PORT-AU-PRINCE, Haiti — An outbreak of cholera has killed more than 1,000 people, the Haitian government said Tuesday as it sent top officials to the country’s north in hopes of quelling violent protests against U.N. peacekeepers accused of spreading the disease.

Even as President Rene Preval appealed for calm, the disease continued spreading across Haiti and potentially the island of Hispaniola. Authorities in the Dominican Republic reported their country’s first confirmed case of cholera in Higuey, near the tourist mecca of Punta Cana.

The man was a Haitian citizen who had recently returned from a 12-day vacation in neighboring Haiti. The news alarmed Dominicans, but the spread of the disease is easily prevented with good hygiene and sanitation, and no locally originated cholera cases have been reported.

Haiti’s police chief, the health minister and other Cabinet officials headed to Cap-Haitien, the second largest city, where protesters erected barricades of flaming tires and other debris and clashed with U.N. troops. At least two protesters died, one of them shot by a member of the multinational peacekeeping force that has been trying to keep order since 2004.

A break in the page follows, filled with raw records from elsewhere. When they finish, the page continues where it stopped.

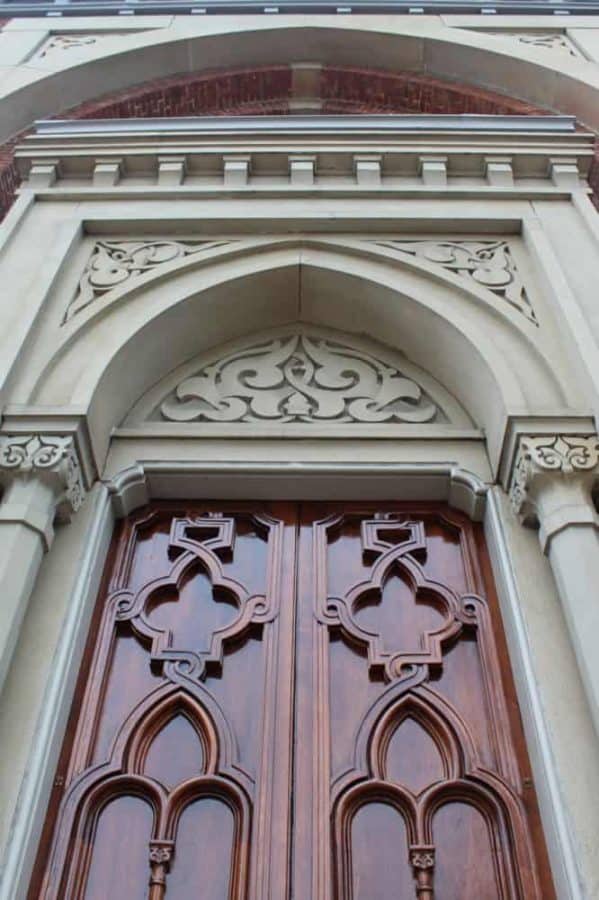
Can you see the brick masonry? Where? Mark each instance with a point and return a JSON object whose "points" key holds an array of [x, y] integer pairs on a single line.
{"points": [[279, 90]]}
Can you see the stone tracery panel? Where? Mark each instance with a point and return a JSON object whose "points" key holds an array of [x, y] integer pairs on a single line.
{"points": [[302, 377], [488, 264]]}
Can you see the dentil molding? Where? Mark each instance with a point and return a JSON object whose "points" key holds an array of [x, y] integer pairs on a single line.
{"points": [[51, 458], [548, 457]]}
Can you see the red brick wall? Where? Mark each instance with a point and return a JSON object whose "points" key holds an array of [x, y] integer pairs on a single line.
{"points": [[263, 91]]}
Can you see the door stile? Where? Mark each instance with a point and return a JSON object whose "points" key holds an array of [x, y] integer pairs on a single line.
{"points": [[271, 841]]}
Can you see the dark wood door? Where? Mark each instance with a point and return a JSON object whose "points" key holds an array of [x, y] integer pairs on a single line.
{"points": [[294, 700]]}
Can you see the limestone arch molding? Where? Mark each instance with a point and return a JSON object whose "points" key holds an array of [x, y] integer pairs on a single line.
{"points": [[482, 356], [394, 44]]}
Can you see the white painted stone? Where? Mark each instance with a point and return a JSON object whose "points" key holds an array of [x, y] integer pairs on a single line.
{"points": [[236, 170], [433, 170], [367, 169]]}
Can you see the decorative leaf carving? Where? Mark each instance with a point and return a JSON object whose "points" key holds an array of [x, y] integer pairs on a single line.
{"points": [[549, 40], [51, 456], [300, 378], [113, 263], [489, 264]]}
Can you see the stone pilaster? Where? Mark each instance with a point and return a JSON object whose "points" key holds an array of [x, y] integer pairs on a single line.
{"points": [[43, 481], [551, 486]]}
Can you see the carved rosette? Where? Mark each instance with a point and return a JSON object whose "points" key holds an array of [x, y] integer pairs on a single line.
{"points": [[549, 455], [422, 860], [49, 457], [300, 378], [160, 856]]}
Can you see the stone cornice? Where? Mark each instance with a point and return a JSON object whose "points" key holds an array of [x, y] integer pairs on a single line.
{"points": [[50, 458], [434, 154], [543, 459]]}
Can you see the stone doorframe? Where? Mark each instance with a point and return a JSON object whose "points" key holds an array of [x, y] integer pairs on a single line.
{"points": [[138, 482]]}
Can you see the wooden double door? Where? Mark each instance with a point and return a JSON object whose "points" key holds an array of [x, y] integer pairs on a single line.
{"points": [[308, 701]]}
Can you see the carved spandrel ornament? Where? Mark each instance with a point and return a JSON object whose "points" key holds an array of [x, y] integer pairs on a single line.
{"points": [[547, 40], [50, 457], [114, 263], [488, 264], [300, 378], [561, 455], [58, 42]]}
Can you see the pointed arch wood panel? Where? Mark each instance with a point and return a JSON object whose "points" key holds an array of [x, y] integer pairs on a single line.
{"points": [[417, 745], [295, 700]]}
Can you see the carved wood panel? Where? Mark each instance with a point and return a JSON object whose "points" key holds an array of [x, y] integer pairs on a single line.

The cholera outbreak that began last month has brought increased misery to the entire country, still struggling with the aftermath of last January’s earthquake. But anger has been particularly acute in the north, where the infection is newer, health care sparse and people have died at more than twice the rate of the region where the epidemic was first noticed.

The health ministry said Tuesday that the official death toll hit 1,034 as of Sunday. Figures are released after two days of review.

Aid workers say the official numbers may understate the epidemic. While the ministry of health says more than 16,700 people have been hospitalized nationwide, Doctors Without Borders reports that its clinics alone have treated 16,500.

Local reporters said Tuesday that a police station was burned in Cap-Haitien and rocks thrown at peacekeeping bases.